A case of ocular myasthenia gravis and Miller-Fisher syndrome

Abstract

A40-year-old Chinese man with myasthenia gravis presented to the emergency department with worsening of ocular symptoms and the authors were asked for an opinion. He first presented 7 years ago with diplopia and ptosis that were responsive to edrophonium. His acetylcholine receptor antibody titre was elevated at 0.8 optical density unit (ODU) (laboratory reference <0.43 ODU), although repetitive nerve stimulation study did not produce a significant motor potential decrement.
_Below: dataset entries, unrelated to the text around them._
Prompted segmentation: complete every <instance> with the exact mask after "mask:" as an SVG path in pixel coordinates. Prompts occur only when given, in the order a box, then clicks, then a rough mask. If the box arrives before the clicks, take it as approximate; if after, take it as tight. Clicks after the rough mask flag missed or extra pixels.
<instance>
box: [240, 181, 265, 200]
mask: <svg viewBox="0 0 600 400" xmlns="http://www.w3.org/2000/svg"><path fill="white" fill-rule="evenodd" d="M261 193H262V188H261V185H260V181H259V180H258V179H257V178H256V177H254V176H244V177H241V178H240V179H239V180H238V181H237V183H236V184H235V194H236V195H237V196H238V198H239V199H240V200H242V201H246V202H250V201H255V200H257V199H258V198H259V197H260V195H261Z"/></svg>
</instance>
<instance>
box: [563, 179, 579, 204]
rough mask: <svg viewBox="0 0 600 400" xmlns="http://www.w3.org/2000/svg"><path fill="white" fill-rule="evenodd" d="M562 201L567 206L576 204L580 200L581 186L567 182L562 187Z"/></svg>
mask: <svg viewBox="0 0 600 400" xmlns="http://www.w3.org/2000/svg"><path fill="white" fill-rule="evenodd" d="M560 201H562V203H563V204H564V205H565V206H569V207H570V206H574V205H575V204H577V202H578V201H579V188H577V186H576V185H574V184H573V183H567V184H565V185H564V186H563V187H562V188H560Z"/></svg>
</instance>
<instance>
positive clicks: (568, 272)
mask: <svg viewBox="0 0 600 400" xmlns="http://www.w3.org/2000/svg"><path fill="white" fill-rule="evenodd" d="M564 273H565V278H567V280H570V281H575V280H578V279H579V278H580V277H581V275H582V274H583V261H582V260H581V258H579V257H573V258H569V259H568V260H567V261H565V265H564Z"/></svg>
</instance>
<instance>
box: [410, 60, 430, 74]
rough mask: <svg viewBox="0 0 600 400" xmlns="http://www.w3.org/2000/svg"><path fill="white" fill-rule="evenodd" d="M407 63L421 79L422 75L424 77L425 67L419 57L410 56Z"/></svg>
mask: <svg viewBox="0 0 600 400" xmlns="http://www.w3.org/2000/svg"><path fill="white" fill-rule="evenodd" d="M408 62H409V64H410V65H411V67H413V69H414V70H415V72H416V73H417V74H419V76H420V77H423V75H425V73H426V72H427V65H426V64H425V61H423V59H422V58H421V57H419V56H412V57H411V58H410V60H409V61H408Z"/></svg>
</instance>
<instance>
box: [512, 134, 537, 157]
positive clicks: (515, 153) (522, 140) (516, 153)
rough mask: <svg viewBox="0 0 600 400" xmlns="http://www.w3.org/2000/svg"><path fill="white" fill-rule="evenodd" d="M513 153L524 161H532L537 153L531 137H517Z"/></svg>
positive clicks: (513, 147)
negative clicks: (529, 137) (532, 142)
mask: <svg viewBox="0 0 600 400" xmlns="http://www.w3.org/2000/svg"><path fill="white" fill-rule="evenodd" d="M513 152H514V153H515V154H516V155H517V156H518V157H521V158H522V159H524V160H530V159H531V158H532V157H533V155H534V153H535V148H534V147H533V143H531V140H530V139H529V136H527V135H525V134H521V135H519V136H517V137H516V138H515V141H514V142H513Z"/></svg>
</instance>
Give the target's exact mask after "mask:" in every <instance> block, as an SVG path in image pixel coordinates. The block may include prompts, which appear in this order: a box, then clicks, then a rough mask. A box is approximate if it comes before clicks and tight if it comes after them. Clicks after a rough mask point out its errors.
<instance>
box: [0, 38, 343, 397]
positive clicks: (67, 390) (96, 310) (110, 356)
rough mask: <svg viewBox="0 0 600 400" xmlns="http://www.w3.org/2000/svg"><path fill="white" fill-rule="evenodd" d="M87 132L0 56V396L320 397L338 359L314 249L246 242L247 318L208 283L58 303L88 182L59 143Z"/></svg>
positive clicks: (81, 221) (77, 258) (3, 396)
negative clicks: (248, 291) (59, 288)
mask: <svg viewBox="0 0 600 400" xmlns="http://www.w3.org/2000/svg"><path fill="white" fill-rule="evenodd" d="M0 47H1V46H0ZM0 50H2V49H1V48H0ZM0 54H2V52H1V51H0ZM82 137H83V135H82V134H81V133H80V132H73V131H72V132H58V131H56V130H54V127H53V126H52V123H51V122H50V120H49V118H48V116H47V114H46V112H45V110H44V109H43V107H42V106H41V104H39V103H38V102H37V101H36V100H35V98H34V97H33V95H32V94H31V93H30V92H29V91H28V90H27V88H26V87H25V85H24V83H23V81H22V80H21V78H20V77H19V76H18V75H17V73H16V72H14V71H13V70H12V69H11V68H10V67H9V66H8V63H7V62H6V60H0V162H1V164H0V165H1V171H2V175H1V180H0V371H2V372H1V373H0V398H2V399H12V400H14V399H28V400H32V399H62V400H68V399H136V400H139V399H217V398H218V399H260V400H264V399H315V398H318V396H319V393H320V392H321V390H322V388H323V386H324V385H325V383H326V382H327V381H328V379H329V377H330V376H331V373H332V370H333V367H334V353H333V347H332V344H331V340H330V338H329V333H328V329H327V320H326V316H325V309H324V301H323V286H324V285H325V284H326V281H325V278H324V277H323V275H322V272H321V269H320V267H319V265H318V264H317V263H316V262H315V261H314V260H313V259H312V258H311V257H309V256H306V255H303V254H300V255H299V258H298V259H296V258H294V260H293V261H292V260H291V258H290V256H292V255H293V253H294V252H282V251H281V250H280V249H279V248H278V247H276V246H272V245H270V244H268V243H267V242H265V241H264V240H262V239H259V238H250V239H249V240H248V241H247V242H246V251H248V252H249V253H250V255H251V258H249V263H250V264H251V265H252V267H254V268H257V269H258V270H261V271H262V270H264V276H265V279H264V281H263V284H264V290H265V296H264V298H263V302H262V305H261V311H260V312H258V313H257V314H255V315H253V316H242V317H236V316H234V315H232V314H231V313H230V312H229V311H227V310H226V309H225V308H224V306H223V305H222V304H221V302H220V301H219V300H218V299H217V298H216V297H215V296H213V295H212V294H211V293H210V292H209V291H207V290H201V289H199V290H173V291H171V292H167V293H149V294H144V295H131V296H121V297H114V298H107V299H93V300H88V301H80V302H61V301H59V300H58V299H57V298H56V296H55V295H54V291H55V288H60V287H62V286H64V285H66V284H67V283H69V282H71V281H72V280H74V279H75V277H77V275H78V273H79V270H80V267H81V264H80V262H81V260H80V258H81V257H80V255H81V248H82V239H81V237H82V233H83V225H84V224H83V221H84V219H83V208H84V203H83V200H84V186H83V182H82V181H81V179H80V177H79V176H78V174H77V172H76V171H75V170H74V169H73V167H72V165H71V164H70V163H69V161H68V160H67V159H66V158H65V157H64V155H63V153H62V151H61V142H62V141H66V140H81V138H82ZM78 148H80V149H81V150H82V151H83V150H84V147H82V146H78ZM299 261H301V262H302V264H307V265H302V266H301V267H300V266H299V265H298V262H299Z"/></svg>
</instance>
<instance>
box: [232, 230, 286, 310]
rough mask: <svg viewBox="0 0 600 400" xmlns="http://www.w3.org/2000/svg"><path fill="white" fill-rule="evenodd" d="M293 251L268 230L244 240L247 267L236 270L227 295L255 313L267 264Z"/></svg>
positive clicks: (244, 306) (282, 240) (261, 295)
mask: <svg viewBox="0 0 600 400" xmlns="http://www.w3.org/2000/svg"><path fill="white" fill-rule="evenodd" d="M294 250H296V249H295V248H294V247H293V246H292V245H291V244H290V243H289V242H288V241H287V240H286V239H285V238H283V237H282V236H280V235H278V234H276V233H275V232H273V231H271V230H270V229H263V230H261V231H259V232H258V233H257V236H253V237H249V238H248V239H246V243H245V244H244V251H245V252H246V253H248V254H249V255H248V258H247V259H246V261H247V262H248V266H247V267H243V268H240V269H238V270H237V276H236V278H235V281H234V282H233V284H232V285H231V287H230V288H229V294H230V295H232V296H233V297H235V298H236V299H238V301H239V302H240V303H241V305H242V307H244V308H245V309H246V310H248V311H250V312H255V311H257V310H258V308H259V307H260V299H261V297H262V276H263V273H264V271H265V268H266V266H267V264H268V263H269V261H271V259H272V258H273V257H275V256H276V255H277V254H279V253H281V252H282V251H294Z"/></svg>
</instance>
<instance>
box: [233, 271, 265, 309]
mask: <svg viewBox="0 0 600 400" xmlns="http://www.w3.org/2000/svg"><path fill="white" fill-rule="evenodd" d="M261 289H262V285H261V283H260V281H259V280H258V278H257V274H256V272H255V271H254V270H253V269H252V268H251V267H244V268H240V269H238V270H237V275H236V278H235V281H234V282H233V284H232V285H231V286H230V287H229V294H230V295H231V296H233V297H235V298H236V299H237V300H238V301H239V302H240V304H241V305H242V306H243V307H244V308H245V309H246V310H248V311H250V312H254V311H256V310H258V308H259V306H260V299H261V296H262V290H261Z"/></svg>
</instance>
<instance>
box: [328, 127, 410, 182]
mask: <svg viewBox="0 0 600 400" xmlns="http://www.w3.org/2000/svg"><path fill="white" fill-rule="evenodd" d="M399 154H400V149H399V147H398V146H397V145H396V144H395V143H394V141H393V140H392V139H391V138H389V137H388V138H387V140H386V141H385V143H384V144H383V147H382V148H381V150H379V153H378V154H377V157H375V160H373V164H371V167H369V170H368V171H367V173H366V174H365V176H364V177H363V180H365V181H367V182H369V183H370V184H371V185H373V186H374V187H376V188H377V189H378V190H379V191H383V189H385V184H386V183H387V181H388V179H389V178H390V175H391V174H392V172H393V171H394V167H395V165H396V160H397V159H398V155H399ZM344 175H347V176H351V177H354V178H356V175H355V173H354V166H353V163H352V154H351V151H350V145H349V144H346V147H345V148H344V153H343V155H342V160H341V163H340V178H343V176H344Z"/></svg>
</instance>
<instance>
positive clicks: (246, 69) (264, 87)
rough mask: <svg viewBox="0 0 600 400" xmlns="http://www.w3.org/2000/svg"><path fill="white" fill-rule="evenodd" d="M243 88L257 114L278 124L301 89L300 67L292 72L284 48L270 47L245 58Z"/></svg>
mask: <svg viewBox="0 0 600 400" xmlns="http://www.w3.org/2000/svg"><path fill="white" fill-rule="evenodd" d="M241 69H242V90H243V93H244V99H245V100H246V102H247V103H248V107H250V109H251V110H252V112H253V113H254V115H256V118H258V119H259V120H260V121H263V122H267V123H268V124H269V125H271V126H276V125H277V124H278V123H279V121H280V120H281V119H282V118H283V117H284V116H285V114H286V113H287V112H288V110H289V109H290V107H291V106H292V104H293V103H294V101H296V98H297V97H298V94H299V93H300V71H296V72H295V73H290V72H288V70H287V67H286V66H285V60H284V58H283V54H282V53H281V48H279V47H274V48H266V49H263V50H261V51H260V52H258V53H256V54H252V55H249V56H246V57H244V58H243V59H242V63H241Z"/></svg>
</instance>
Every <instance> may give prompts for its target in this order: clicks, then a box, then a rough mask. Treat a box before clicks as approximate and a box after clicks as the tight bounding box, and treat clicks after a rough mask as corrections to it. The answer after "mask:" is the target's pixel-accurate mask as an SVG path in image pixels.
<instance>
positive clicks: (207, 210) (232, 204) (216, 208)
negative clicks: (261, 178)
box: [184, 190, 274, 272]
He improved with regular pyridostigmine (40 mg three times a day) but there was still mild ptosis and limited abduction of his left eye. His condition did not change in the last few years. For the current presentation, he had progressive deterioration of ocular movements over 1 week. Physical examination showed complete ophthalmoplegia bilaterally, partial ptosis of the left eye and absent pupillary light reflex in the right. Intravenous edrophonium 10 mg produced minimal improvement in right eye abduction. On further questioning, he also complained of numbness of his extremities, difficulties in fine hand functions, and unsteadiness while walking. He recalled a flu-like illness 2 weeks before the neurological symptoms. All his tendon reflexes were unobtainable and he had an ataxic gait. There was no demonstrable limb or facial weakness. Cerebrospinal fluid analysis showed increased protein concentration at 1.33 g/litre (reference range 0.12–0.6 g/litre) with total cell count of <1×106/litre. Anti-GQ1b antibody level was elevated at 43 enzyme immunoassay (EIA) Units (reference range <10 EIA). Nerve conduction studies only showed marginal reduction of F-wave persistence in the upper limbs. Magnetic resonance imaging of his brain revealed no abnormalities. Miller-Fisher syndrome (MFS) was diagnosed. He was treated with three sessions of plasmapheresis. His symptoms started to improve over the next week and he subsequently made a full clinical recovery. Moreover, he was completely free from his myasthenia gravis-related ophthalmoplegia in the following 2 months. Pyridostigmine was later recommenced when his baseline symptoms returned.